Yeah, it would be considered a violation of the First Amendment to make them legally binding. Maybe the issue being quasi-gambling and not the tastefulness of subject matter would change that, but then we aren't really talking about "Teen" or "Mature" ratings anymore.
 
Oct 25, 2017
11,228
#38
Additionally, should the bill pass, publishers will be prohibited from updating a game post-release to feature loot box mechanics.
Hah, going after the shitty practice of opening the floodgates after the reviews are done.
 
Oct 25, 2017
2,007
#39
This is amazing. I would never have thought this would be moving so quickly. Here's hoping other states start following suit so the industry is actually forced to address the situation
 
Dec 4, 2017
3,066
Brazil
#42
"One pair of bills, House Bill 2686 and Senate Bill 3024, would prohibit the sale of any game featuring a system wherein players can purchase a randomized reward using real money to anyone younger than 21 years old.

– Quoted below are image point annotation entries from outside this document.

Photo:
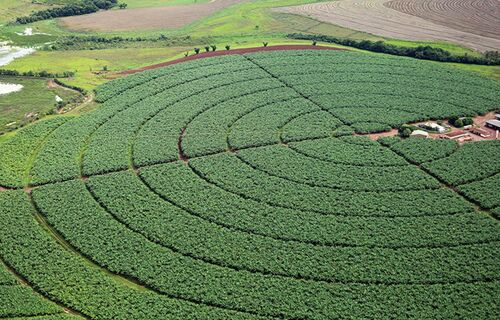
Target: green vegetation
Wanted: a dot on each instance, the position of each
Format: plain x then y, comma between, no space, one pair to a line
233,188
33,101
18,151
420,52
472,162
71,9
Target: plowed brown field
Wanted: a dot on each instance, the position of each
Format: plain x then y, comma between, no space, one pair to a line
471,23
480,17
145,18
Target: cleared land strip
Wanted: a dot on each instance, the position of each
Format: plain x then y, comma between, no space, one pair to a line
169,17
373,16
479,17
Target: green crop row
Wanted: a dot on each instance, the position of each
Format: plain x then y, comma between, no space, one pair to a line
109,147
264,125
60,157
158,139
208,132
471,162
313,125
69,279
133,204
18,150
178,183
486,192
150,77
72,211
19,301
341,151
425,150
285,163
226,171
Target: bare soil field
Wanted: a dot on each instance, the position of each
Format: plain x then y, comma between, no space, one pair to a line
145,18
436,20
227,52
481,17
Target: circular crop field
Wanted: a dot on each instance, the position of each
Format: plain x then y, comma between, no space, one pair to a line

The other two bills, House Bill 2727 and Senate Bill 3025, would require video game publishers to prominently label games containing such randomized purchase systems, as well as disclose the probability rates of receiving each loot box reward."

Very good, a disney game that kids can't play? ho ho ho ho
And now the parents know what they are buying too.
 
Nov 28, 2017
708
#47
Good luck. I don't think it'll work? Prohibiting sales below 21, either games are bought from parents or gifts or from the internet where you simply confirm a DoB, there is no way they can stop this. And as for releasing loot box probabilities, it would be cool to see and it's obvious they are sub 1% for highest tier based on what's already available. Whales will still be whales and buy them.
 
Oct 25, 2017
5,825
#48
rated M games are required to have ID
No they aren't. The supreme court took up this case a few years ago. Just like you don't legally have to have an ID to buy a rated R movie, you don't need an ID to buy an M rated game (retailers CAN ask for it because they have the right to refuse sales, but they can not legally require it)
 
Oct 30, 2017
809
#49
Nice.

By the way, it should be address more carefully in term of wording to avoid taking advantage of loophole like Blizzard in China.

It is baby step. at least some shop don't store 21+ rating items.
 
#50
Being a gamer and a libertarian, would I want more state and regulations in my game? I don't know if my answer is "yes" or "no".

Well, congratulations to EA for fucking up the things so much. If wasn't their greed, people would not complain so much and a state representative woudn't actually hear their complains and took a legal action on it.

Maybe in the future, the GTA Online business model would be interest again.